Bu sezon bir ilk yaşandı dünya futbolunda. Yalnızca kadınlar ve çocuklardan oluşan tribünlerin önünde Süper Lig maçları oynandı.
Uygulamanın ilk başladığı günden son güne kadar tartışmalar hiç bitmedi. Ancak asıl sorun maçları ekran karşısından izleyenlerin vuvuzelaya benzettikleri tiz çığlık sesleriydi. Çoğunluk televizyonunun sesi kısmakta zorunda kaldı.
Peki yalnızca kadın ve çocukların bulunduğu bir tribünden maç seyretmek nasıl bir duygu?
İşte, dilimiz döndüğünce, o tribünlerde neler yaşandığının resmi.
Tribüne ilk çıktığınızda karşılaştığınız manzara, bir maçtan çok şenlik alanına benzetilebilir. Etrafta koşturan çocuklar, peşlerinden giden anneleri.

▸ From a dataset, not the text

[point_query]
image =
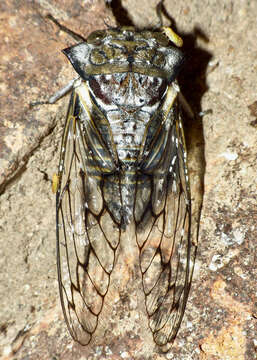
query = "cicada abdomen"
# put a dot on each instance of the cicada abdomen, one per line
(123, 170)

Maç öncesi çalan tezahüratlar sanki pop müzik şarkıları, bir yandan dans ediyorlar bir yandan seslerinin son gücüne kadar bağırıyorlar. Top taca, auta, kornere çıktığında kopan gereğinden fazla alkış tufanı, buna karşın faul düdüğüne gelen tepkisizlik, futbol izleyicisinden alışık olmadığımız geri bildirimler oldu.
Diğer tarafta ise fotoğraf makineleri. Hayatlarının en değişik gününü kayıtlara geçirme telaşı, 45 dakikada çekilen 75 kare fotoğraf. Oradaydım demek için.
Devre arasında çantalardan saklama kapları çıkartılıyor, yaprak sarmalar, sigara börekleri. Tribünlerde annelerimizin altın günlerinden alışık olduğumuz mutfak kokuları.
Kadın tribünlerinin bir başka yüzü ise ezbere bilinen tezahüratlar. En ilgisiz görünen kadınlar, en ufak tefek çocuklar bile tribün şarkılarına katılıyorlar. Hem Trabzonspor, hem Fenerbahçe hem de Beşiktaş tribünlerindeki kadınlar, tezahürat bilgisi dersinden 5 pekiyi ile geçiyorlar.
Kim bunlar?
Hangisi ne kadar futbola meraklıydı da bir türlü gelemiyordu, hangisi ilk defa tanışıyordu?
Bu tezahüratları kimden öğrendiler de hakemin ofsayt bayrağına bakmak akıllarına gelmedi?
Son tahlilde, kadın-çocuk tribünleri çözülemeyen derin sırları ile aramızdan ayrıldı.
Arkasından su dökmek ya da dökmemek. İşte bütün mesele bu.